UNITED STATES DISTRICT COURT SOUTHERN DISTRICT OF CALIFORNIA
Apr 27, 2020
Case No.: 18CV2845-LAB (JLB) (S.D. Cal. Apr. 27, 2020)

Opinion

Case No.: 18CV2845-LAB (JLB)

04-27-2020

ANTON EWING, Plaintiff, v. LEADEXCEL, INC., et al., Defendants.


ORDER IMPOSING SANCTIONS

On December 10, 2019, the Court issued an order staying the case in its entirety pending the outcome of Defendant Ron Taylor's bankruptcy proceedings. Ewing was ordered to monitor the docket of those proceedings and to file a notice within 60 days of the date the bankruptcy proceedings concluded.

On February 7, Plaintiff Anton Ewing filed an ex parte motion or request for judicial notice, in which he asked the Court to take notice of a criminal indictment against Taylor. Because the indictment accused Taylor of crimes involving cell phones, Ewing argued that was relevant to his liability in this case.

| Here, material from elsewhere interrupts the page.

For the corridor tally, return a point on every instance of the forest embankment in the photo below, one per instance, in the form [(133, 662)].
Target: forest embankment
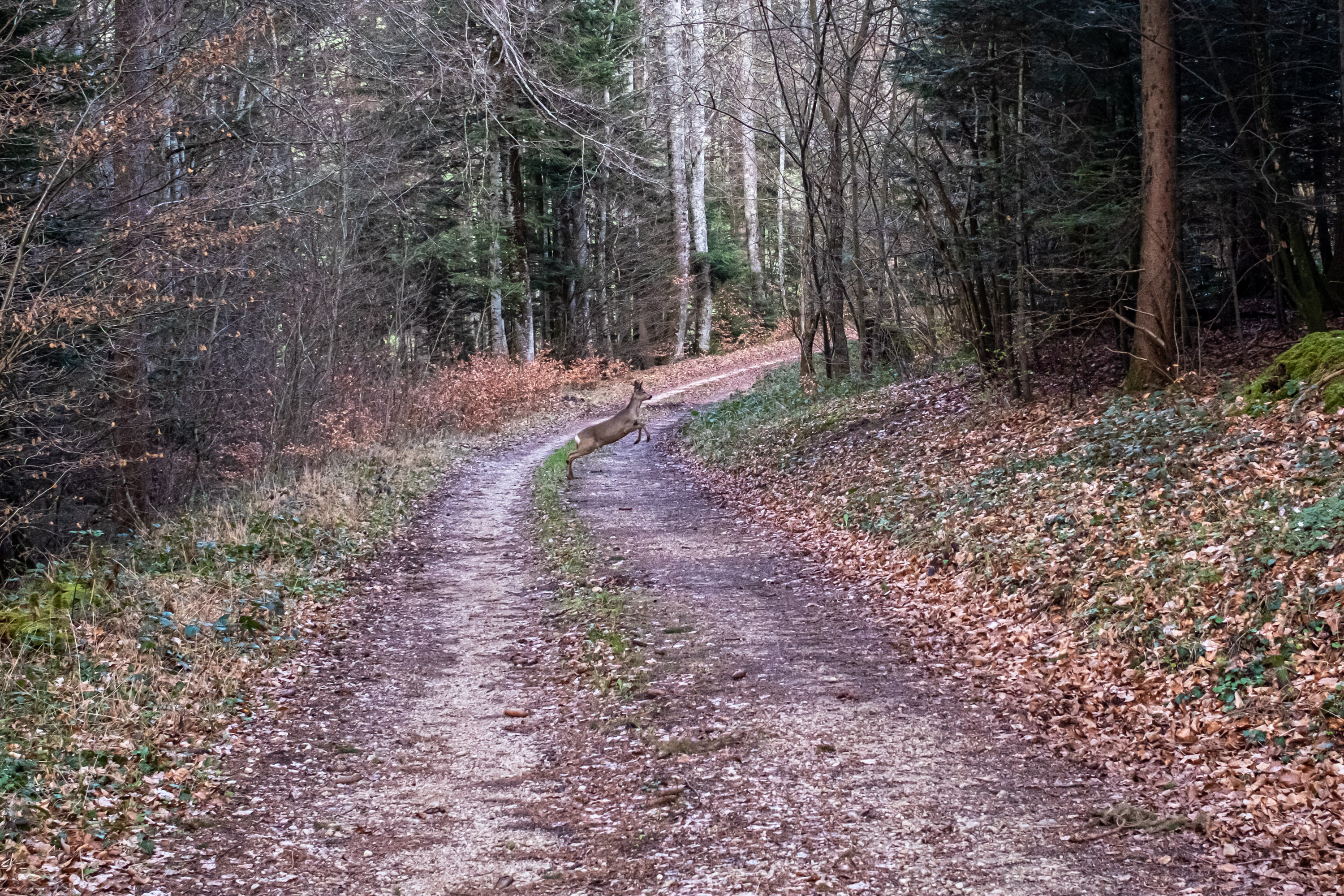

The Court struck Ewing's improper request and ordered him to show cause why he should not be sanctioned both for violating the Court's stay order, and under Fed. R. Civ. P. 11(b)(1) for filing his ex parte request for an improper purpose, namely to harass and impose costs on Taylor by requiring him to respond in haste to an embarrassing filing. Ewing filed a response which did not address either of these concerns. Furthermore, his response perpetuated the violations, by attempting to advance his case against Taylor. Specifically, the response argued that Ewing's claim was more plausible in light of the indictment, and that it supported Ewing's claims for treble damages. The Court struck this response and ordered Ewing to file a response that complied with its order. He has now filed his second response. (Docket no. 57.)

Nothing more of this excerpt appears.